In Singapore, the National Breastfeeding Survey45 reported that comparing between 2001 and 2011, exclusive breastfeeding rates at discharge from hospital increased from 28 to 50%, and that 21 to 40% at 6 months post-birth. However, the exclusive breastfeeding rates at 6 months post-birth remains low at 1%. In a more recent study by De Roza et al., it was found that the exclusive breastfeeding rate was 38.2% at 6 months postpartum46. Being a BFHI accredited hospital since 2014, our institution has implemented several support initiatives to encourage mothers to breastfeed. In our study, when comparing the use of support services on breastfeeding or giving breast milk to baby at postpartum 6–10 weeks, we found that participants who have used the support services from Lactation Consultant and Breastfeeding Mothers Support Group helpline were more likely to be still breastfeeding at postpartum 6–10 weeks. This is consistent with the previous studies47,48 that have shown that breastfeeding education and support can effectively increase breastfeeding rates. Lactation Consultants receive extensive education and training and are a source support for women who are preparing, commencing, or sustaining breastfeeding in the postpartum period. Similarly, breastfeeding support helplines managed by breastfeeding counsellors provide an alternative source of support for mothers. Besides providing informational support through workshops, talks and public events, research have also shown that support groups have provided emotional and social support for breastfeeding mothers, which contributed to the continuation of breastfeeding49.

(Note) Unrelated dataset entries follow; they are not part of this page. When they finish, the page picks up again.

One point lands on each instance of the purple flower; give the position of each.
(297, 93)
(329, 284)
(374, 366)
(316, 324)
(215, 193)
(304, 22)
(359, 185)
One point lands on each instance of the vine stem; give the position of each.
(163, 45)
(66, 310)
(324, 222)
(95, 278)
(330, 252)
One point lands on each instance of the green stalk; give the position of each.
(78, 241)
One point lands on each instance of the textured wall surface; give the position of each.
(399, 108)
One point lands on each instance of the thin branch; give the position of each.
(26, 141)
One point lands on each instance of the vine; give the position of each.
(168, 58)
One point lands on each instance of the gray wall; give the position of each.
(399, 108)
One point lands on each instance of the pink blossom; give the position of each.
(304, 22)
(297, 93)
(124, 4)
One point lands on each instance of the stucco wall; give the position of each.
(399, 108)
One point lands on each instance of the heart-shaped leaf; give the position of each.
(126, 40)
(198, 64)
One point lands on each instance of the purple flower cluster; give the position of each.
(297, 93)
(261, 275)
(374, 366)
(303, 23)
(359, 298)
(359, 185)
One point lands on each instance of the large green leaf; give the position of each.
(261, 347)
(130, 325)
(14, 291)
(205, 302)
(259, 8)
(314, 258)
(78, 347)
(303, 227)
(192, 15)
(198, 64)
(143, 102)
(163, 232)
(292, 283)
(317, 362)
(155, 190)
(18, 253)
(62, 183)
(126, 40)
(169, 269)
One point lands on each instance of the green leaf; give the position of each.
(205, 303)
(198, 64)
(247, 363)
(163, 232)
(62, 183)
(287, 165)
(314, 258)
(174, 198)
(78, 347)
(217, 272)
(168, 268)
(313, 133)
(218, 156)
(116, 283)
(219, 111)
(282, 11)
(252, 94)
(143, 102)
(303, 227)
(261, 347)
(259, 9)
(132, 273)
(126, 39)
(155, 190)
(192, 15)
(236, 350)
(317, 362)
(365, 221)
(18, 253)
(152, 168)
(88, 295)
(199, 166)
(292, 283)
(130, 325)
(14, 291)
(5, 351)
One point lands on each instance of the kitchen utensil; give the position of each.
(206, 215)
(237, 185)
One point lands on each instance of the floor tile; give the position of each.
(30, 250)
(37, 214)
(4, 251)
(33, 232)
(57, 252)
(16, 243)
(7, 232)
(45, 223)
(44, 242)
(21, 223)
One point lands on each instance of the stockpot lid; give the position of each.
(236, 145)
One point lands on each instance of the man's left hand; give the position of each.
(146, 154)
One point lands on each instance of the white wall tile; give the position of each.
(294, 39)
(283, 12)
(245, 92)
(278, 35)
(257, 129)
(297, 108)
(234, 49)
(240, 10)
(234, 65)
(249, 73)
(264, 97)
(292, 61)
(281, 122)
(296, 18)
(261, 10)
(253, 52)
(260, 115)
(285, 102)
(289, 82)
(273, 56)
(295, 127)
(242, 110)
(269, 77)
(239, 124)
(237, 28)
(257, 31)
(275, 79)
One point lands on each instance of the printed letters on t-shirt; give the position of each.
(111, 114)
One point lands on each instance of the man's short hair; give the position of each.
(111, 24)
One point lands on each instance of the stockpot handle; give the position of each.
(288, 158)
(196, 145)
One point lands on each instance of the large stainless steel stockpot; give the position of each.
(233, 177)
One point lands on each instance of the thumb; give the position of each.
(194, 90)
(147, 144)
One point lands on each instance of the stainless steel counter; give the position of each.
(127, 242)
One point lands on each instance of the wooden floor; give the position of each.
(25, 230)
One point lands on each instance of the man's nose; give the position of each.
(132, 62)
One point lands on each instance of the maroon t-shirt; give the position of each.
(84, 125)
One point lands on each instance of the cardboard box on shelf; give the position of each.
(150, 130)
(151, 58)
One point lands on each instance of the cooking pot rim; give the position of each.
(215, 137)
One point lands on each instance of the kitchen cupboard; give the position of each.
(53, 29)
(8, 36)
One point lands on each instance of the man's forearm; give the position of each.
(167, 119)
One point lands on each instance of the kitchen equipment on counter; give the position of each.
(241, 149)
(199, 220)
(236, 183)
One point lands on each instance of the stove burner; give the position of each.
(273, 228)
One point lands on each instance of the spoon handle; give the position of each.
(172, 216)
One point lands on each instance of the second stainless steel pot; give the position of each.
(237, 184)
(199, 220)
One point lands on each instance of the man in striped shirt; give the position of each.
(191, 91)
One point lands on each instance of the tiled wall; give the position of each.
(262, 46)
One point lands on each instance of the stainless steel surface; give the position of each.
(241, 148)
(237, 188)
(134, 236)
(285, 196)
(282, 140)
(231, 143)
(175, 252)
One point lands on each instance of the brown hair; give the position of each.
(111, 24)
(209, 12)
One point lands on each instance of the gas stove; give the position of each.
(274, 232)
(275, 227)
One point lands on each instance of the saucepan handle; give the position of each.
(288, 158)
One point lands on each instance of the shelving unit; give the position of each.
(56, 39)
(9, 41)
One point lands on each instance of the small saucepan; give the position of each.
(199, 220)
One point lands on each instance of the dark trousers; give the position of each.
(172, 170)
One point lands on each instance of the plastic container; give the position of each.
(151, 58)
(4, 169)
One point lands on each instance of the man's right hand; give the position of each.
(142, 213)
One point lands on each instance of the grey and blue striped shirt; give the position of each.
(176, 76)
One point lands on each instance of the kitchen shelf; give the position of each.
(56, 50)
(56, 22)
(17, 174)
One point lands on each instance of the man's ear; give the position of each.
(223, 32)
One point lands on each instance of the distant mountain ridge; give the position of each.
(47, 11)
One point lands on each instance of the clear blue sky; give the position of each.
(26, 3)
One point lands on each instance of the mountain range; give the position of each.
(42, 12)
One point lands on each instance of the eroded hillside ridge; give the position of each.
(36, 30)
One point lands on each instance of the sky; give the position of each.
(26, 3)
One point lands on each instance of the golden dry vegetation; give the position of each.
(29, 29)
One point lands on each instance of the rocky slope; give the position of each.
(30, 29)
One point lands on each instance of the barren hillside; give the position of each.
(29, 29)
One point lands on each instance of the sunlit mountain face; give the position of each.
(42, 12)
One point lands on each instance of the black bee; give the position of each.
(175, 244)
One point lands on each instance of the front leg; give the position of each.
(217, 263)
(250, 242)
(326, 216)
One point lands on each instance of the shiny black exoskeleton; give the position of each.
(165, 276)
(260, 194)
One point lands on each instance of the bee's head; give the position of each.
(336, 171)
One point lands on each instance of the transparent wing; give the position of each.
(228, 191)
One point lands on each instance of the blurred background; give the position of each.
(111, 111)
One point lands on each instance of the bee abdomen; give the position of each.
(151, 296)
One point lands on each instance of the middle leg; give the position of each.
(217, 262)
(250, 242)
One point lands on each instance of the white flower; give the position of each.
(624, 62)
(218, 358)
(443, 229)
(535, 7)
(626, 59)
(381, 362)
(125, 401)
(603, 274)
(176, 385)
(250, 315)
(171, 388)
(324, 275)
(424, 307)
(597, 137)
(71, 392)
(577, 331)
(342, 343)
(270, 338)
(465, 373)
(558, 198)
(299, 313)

There are several limitations in this study. Firstly, potential confounders that could have affected the cessation of breastfeeding, such as preconceived intentions to breastfeed, as well as socio-demographic factors, social support, lifestyle habits (e.g., alcohol intake and smoking) were not collected and analyzed. Also, rather than specifically analyzing participants who were exclusively breastfeeding, we also categorized those with partial breastfeeding (feeding on breast milk and infant formula at the point of survey administration) as “still breastfeeding” at postpartum 6–10 weeks. This could have resulted in an overrepresentation of the participants who were still breastfeeding at postpartum 6–10 weeks. Furthermore, our study included only participants who have completed all study activities of this study till the postpartum 6–10 weeks, which could have limited the generalizability of the findings. Lastly, the use of several lengthy questionnaires (e.g., STAI, CSI) could have potentially resulted in questionnaire fatigue in the participants, hence increasing the risk of reporting biases. Finally, although we found that having ARM and oxytocin induction was associated with the cessation of breastfeeding at postpartum 6–10 weeks, we did not further explore if the effect of intrapartum oxytocin infusion on the breastfeeding cessation follows a dose-dependent relationship.

Conclusion

We found that higher pain experienced during labor, sociodemographic profile (age, education), medical history (diabetes, obstetric complications), and intrapartum intervention are associated with cessation of breastfeeding at postpartum 6–10 weeks. With the increased use of intrapartum interventions, the findings of this study may also suggest the need to identify and provide closer monitoring to women undergoing such interventions during labor to avoid risk of early cessation of breastfeeding. Further measures could include providing more support services on breastfeeding to the patients identified as high-risk for cessation of breastfeeding to optimize breastfeeding outcomes in the postpartum period.